Lunham studied graphic art and design at Fanshawe College and exhibits his work throughout southwestern Ontario and on the Pow Wow trail throughout the summer months. In 2015, Lunham was awarded a Lifetime Achievement Award for his art from the Anishnaabek Nation. “My work is a reflection of my people (Anishnaabe), their spirituality and ideology.”

Conversations and Stories, 2022 Granite Sculpture with etched text and symbols
David General – Six Nations of the Grand River, ON.

I was born on Six Nations of the Grand River and raised on Mississaugas of the Credit First Nation. I’ve often mentioned my dual citizenship. Conversations and Stories is my homage to our similar history, development and resilience. We owe immense gratitude to past and present generations of speakers whose time, energy and commitment have retained, protected and revitalized our respective languages.

Conversations and Stories poses two female figures walking to an event where they will share lessons their garments bear and answer questions the gathering put forward.

Our traditional knowledge, ceremonies, teachings, governance and worldviews provide much for us to talk about – much to share. We celebrate the Thanksgiving Address, Seven Grandfather Teachings and the Medicine Wheel as gifts of guidance. Onkwehón:we and Anishinaabe Peoples are taking voices once considered in crisis and setting them on a path as timeless and as enduring as granite.

I am fortunate to have daughters and grandchildren committed to learning and teaching Kanyen’kéha (Mohawk language). Fortunate to have created several outdoor works of art that carry Onkwehón:we and Anishinaabe languages future generations recognize and be inspired learn and express.

Niá:wen Kowa. Chi Migwetch.

David General has past experiences as a Journeyman Ironworker, Elementary School Teacher, Arts and Cultural Officer with the federal government, Co-Chair Society of Canadian Artist of Native Ancestry, Elected Chief of the largest First Nation in Canada (by population), Canadian Lacrosse Hall of Fame Inductee and Indigenous Mentor/Advisor, OCAD University, Toronto. Combining Indigenous themes, classic materials (marble, bronze, granite) and modernist presentations, General has developed a distinctive style well-suited to large outdoor artworks.

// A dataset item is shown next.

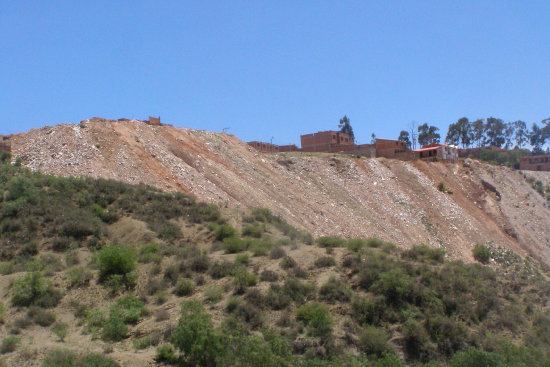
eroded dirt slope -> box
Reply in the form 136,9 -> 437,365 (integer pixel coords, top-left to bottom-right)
12,118 -> 550,265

This sculpture was made possible in part by the generous donation of Dan Lawrie

Orange Crosswalk, 2022 – Site of Burlington’s First Orange Crosswalk, Unveiled Sept. 30, 2022

Burlington’s first Orange Crosswalk was created in consultation with Indigenous residents and local communities to serve as a permanent reminder of Burlington’s commitment to Truth and Reconciliation. This crosswalk has been painted orange to acknowledge the strength and resilience of residential school survivors and honours the children, their families and their communities.